Ketua Umum PB PII, Kevin Prayoga, menegaskan bahwa hadirnya lembaga antirasuah hingga ke ranah teknis seleksi masuk sekolah merupakan tamparan keras bagi marwah dunia pendidikan nasional.
Menurutnya, sekolah yang seharusnya menjadi hulu penyemaian karakter moral, kini justru bertransformasi menjadi kluster yang harus didisiplinkan oleh aparat eksternal.
"Dunia pendidikan kita hari ini sedang menghadapi ujian moral yang sangat berat. Ketika proses penerimaan murid baru, yang menjadi gerbang awal anak-anak kita mengenal dunia akademik, harus dipelototi dan dikawal ketat oleh KPK, ini adalah bukti nyata bahwa sistem pengawasan internal di tingkat kementerian sekolah dan dinas pendidikan daerah telah gagal total," ujar Kevin Prayoga dalam keterangan resminya di Jakarta, Kamis (4/6/2026).
Kevin menambahkan, keterlibatan KPK dalam urusan teknis sekolah dasar hingga menengah ini tidak boleh dinormalisasi sebagai solusi permanen.
"KPK tidak boleh selamanya diposisikan sebagai 'satpam' di gerbang sekolah.
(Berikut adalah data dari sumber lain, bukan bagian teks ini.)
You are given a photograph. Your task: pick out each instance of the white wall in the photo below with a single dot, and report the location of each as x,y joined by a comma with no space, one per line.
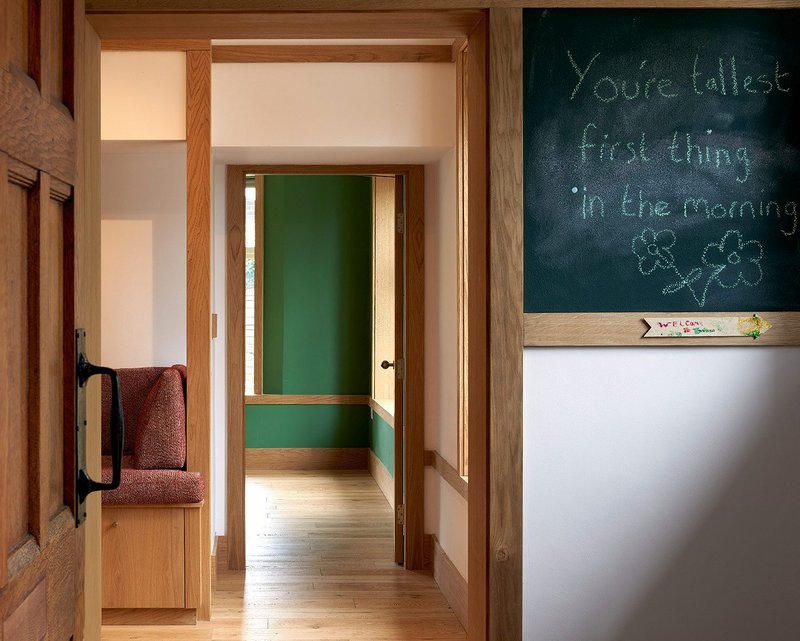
143,254
660,494
143,95
332,105
360,113
445,510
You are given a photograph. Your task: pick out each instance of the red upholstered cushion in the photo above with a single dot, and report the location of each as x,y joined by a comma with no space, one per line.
181,369
160,441
135,382
143,487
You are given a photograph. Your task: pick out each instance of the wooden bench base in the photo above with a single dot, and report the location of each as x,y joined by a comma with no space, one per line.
151,563
149,616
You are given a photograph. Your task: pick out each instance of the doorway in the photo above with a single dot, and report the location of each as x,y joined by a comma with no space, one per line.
395,400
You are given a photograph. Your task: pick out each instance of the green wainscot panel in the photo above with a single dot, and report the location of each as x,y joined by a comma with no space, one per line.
381,441
282,426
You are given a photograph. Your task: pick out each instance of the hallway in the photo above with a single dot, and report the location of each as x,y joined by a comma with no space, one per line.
319,569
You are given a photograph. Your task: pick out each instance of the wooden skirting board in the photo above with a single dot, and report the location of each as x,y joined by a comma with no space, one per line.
381,411
308,458
450,581
382,477
447,472
149,616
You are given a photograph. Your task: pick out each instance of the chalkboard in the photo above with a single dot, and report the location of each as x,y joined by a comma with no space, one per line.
662,160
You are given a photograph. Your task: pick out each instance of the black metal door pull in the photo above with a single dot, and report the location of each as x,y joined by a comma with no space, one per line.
84,371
Sifat pengawasan ini haruslah darurat dan transisional. Institusi birokrasi pendidikan harus memiliki keberanian untuk melakukan pembenahan internal secara total, bukan terus berlindung di balik tameng pengawasan KPK secara musiman setiap tahun ajaran baru dimulai," tegasnya.
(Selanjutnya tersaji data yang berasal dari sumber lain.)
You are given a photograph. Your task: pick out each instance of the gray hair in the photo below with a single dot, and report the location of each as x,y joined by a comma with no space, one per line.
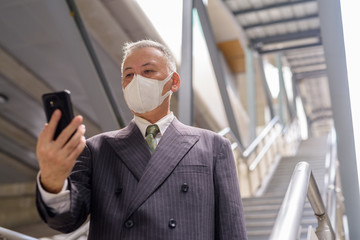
131,46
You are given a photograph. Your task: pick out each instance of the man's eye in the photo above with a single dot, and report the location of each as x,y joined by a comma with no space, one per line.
129,75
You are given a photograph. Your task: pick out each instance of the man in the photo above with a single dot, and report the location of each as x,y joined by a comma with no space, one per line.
177,183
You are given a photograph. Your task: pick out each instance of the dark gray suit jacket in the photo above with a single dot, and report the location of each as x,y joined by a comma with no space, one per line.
186,190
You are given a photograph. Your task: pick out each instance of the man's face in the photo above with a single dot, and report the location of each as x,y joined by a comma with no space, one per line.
148,62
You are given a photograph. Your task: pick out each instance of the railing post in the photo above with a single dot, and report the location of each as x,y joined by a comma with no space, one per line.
324,229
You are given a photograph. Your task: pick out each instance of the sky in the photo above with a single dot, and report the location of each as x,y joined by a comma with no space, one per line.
166,16
351,19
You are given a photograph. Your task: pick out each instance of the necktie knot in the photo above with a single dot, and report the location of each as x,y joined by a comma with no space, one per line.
151,132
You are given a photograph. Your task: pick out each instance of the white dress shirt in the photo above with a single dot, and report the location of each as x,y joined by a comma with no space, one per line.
60,202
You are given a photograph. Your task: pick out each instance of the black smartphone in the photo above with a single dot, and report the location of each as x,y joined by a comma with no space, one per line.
62,101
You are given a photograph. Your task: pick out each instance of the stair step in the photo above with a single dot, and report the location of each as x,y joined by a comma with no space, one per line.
261,211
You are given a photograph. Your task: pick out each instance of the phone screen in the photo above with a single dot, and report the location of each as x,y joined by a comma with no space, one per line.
62,101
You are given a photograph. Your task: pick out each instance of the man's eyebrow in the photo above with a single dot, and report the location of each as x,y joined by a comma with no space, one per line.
144,65
127,68
147,64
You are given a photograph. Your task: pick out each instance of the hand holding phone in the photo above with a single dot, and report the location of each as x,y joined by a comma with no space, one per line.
62,101
60,142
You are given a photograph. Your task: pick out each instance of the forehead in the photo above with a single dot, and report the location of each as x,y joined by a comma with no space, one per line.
145,55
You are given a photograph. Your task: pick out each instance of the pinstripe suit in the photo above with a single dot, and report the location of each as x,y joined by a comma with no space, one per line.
187,189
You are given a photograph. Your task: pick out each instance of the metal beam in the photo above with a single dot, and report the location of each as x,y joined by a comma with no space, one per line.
312,74
294,66
83,64
290,48
107,88
266,87
251,92
186,112
287,37
333,41
217,66
277,5
286,20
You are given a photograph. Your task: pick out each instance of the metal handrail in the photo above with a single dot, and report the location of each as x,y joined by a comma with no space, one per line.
245,153
12,235
287,223
251,148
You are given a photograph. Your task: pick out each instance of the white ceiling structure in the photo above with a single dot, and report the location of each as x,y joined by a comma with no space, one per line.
41,50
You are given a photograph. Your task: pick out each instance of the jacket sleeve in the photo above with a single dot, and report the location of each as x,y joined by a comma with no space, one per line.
80,199
229,215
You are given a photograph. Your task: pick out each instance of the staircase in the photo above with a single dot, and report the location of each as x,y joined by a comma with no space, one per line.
261,212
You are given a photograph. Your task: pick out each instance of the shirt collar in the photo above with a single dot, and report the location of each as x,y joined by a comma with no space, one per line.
163,123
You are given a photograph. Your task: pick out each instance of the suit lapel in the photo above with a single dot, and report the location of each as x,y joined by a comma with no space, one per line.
171,149
131,148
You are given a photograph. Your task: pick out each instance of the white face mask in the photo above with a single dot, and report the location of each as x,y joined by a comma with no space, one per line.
145,94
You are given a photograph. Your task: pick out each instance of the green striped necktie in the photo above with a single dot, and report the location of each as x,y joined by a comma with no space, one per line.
151,132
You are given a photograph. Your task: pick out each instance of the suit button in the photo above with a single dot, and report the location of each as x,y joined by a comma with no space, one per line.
172,223
129,224
185,187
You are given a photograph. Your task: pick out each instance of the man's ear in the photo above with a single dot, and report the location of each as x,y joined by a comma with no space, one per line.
175,82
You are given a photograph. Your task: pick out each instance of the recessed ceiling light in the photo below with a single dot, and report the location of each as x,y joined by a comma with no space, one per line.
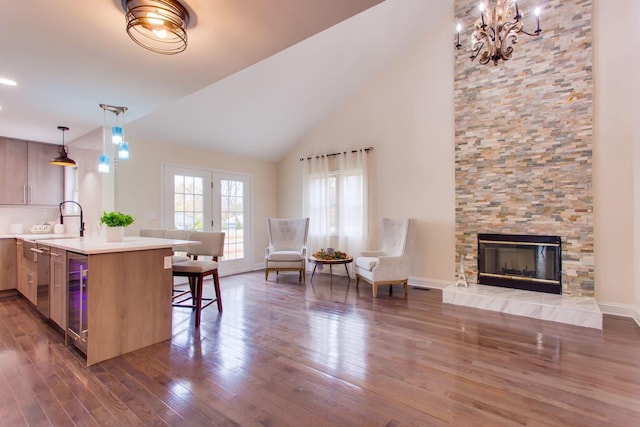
7,82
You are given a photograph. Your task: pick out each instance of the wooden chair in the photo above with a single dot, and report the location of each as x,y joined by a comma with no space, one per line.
196,270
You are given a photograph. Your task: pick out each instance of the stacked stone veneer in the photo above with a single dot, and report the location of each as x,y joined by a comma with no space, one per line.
524,136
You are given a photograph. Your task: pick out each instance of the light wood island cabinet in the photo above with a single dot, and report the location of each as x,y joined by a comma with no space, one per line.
8,264
58,286
127,294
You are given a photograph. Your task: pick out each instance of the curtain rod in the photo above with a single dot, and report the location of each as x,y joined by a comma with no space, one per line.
366,150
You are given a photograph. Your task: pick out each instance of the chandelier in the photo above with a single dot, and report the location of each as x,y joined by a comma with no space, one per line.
157,25
496,31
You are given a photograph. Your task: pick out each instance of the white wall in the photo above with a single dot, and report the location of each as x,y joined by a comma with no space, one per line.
635,95
615,114
139,185
406,114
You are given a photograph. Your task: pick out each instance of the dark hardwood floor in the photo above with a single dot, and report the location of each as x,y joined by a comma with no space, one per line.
291,354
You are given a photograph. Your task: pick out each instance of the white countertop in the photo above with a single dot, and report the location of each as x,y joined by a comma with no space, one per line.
99,245
37,236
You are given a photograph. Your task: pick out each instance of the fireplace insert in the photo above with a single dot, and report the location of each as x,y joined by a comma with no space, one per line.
520,261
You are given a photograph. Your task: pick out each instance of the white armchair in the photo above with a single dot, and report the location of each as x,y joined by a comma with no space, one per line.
390,265
287,249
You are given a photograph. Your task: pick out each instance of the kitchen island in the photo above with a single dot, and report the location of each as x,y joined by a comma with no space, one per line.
124,300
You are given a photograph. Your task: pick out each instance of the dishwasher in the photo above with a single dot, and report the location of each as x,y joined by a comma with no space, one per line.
77,325
40,254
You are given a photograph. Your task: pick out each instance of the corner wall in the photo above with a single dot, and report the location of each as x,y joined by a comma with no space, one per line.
406,114
523,138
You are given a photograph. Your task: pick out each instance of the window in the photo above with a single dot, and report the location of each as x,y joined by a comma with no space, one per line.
335,200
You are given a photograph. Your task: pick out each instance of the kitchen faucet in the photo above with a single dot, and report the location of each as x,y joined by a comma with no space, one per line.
81,220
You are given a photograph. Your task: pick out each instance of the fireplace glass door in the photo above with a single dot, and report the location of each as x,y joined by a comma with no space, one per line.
520,262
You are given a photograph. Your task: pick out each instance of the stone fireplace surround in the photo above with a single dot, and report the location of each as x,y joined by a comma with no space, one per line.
523,156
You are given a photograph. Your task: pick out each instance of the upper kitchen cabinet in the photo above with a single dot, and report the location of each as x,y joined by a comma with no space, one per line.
26,177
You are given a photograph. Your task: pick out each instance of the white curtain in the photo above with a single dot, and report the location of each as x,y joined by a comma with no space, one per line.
348,172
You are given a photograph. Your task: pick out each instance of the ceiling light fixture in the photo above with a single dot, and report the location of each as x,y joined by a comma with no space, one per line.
496,31
7,82
117,137
63,159
157,25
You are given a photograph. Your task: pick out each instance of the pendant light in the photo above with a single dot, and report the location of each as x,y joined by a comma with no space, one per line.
63,159
117,138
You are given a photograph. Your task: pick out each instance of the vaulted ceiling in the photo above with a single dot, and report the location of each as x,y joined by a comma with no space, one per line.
256,76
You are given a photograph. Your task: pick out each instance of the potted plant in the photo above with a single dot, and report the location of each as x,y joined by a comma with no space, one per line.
115,222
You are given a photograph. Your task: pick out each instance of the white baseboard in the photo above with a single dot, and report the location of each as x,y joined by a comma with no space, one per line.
423,282
624,310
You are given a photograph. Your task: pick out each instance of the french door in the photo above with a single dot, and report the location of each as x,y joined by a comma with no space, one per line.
209,200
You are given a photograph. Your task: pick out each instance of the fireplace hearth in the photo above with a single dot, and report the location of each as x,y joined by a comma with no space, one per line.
519,261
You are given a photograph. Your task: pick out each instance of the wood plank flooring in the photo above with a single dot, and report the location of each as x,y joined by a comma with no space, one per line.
290,354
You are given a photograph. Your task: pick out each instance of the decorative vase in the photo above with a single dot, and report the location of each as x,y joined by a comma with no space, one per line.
115,234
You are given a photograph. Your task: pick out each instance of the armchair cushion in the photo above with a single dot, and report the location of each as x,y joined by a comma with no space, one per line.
287,249
391,264
366,262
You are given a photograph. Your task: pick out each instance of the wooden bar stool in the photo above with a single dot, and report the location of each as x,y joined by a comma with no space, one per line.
196,270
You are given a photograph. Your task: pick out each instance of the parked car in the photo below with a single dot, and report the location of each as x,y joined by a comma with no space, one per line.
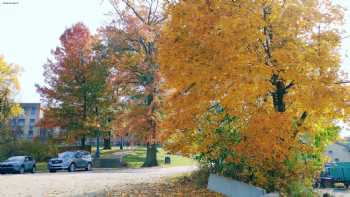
19,164
71,161
338,172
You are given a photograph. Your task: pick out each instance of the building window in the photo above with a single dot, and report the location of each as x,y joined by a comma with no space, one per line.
32,122
21,122
33,111
13,123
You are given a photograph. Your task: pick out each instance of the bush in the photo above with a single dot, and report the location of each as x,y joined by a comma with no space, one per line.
39,151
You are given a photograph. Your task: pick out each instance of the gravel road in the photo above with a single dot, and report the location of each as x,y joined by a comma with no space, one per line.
81,184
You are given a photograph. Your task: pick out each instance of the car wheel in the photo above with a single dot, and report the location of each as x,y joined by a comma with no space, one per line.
89,167
21,170
71,167
33,169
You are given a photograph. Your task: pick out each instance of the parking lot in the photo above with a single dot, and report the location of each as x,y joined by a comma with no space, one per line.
81,183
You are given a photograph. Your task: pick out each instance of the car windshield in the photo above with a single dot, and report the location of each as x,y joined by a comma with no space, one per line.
17,158
66,155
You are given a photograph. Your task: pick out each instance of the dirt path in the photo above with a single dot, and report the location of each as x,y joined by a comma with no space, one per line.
81,183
Soroti Ketimpangan Akses dan Hambatan Ekonomi
Di sisi lain, PB PII juga menyoroti bagaimana sengkarut penerimaan murid baru ini kerap kali melahirkan diskriminasi struktural, terutama bagi kalangan masyarakat yang berada di garis kemiskinan. Jalur-jalur seleksi terobosan dinilai masih sering dicurangi melalui manipulasi data kependudukan maupun jual-beli kuota terselubung.
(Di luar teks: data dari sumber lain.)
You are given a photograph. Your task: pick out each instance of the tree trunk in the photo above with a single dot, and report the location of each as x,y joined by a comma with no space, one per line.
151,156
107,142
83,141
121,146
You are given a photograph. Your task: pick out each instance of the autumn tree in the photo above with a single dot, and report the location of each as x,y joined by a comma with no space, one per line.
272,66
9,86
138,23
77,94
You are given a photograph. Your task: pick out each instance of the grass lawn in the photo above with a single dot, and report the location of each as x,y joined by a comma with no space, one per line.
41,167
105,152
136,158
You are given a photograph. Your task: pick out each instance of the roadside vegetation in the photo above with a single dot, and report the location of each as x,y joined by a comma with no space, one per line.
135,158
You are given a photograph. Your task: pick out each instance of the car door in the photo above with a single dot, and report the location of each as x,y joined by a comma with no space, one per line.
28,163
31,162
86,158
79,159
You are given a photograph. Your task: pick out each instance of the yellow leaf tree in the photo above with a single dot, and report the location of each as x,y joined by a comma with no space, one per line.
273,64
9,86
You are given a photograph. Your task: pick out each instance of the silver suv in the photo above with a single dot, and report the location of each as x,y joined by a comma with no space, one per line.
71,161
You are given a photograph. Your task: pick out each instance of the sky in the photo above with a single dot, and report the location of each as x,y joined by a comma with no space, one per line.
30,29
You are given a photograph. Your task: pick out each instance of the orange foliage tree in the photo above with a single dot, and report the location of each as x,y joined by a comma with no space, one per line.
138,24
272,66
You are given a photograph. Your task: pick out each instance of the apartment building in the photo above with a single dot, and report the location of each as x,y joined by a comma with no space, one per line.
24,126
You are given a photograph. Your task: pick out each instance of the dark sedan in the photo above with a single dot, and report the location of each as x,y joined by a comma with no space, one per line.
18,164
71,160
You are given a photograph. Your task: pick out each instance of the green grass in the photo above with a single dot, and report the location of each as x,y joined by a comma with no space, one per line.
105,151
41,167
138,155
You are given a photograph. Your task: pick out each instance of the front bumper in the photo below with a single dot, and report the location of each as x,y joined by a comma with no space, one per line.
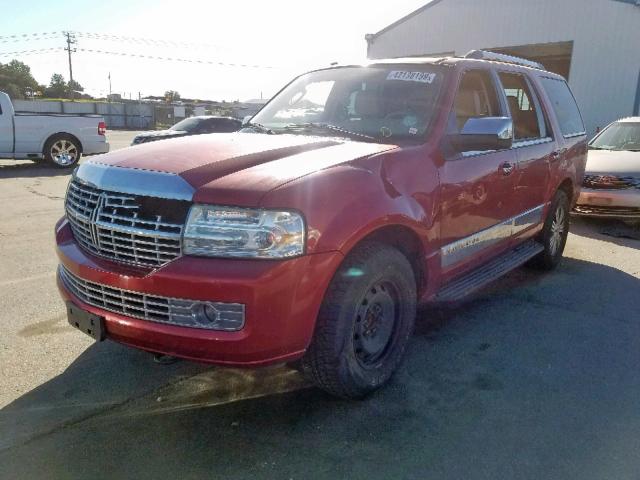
608,203
281,300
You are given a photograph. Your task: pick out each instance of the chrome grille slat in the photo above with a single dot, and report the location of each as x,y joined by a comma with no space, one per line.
108,224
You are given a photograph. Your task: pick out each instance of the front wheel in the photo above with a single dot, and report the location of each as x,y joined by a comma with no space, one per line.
554,234
63,151
364,323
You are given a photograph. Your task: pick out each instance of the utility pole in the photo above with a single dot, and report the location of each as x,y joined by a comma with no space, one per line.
71,40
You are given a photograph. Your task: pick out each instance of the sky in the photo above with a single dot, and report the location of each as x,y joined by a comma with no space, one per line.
279,39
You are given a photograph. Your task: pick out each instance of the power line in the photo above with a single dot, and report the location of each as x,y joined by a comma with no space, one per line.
174,59
26,37
142,40
33,51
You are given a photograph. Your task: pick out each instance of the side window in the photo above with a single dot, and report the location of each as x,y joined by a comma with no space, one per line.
210,126
564,105
476,97
528,122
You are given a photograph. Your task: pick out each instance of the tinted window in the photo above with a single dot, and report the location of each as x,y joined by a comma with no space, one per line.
523,107
564,105
476,97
Ketua III PB PII Bidang Pemberdayaan Masyarakat Pelajar, Muhammad Khazimi, mengungkapkan bahwa carut-marut sistem penerimaan ini berakar dari masalah yang jauh lebih substansial, yakni komersialisasi dan ketimpangan mutu fasilitas sekolah antarwilayah.
"Akar masalah dari fenomena ini adalah ketimpangan akses. Realitas sosiologis di lapangan menunjukkan bahwa faktor keterbatasan ekonomi masih menjadi tembok tebal yang merenggut hak anak-anak berprestasi untuk mendapatkan sekolah yang layak. Selama mutu dan kualitas sekolah tidak diratakan oleh pemerintah, selama itu pula celah transaksional seperti titip-menitip atau manipulasi kuota akan terus hidup subur," kata Muhammad Khazimi.
Lebih lanjut, Khazimi mendesak agar pemerintah mengembalikan instrumen pengawasan ini secara transparan kepada publik berbasis digitalisasi yang real-time, alih-alih menguras energi dan sumber daya KPK yang semestinya difokuskan pada pemberantasan korupsi skala besar (high-level corruption).
"Setiap anak bangsa memiliki hak konstitusional yang sama untuk mencicipi pendidikan berkualitas. Keadilan akses harus diprioritaskan demi memutus rantai kemiskinan struktural. Kita tidak bisa berharap mencetak generasi unggul untuk menyongsong Indonesia Emas 2045 jika ekosistem pertama yang mereka temui saat masuk sekolah sudah cacat secara moral dan transaksional," kunci Khazimi.
Melalui rilis ini, PB PII secara resmi mendesak Kementerian Pendidikan Dasar dan Menengah untuk segera merombak total regulasi penerimaan murid baru. Pemerintah dituntut hadir memberikan jaminan bahwa proses seleksi bebas dari intervensi kekuasaan dan praktik koruptif, demi mengembalikan sekolah sebagai ruang suci pembentukan peradaban bangsa.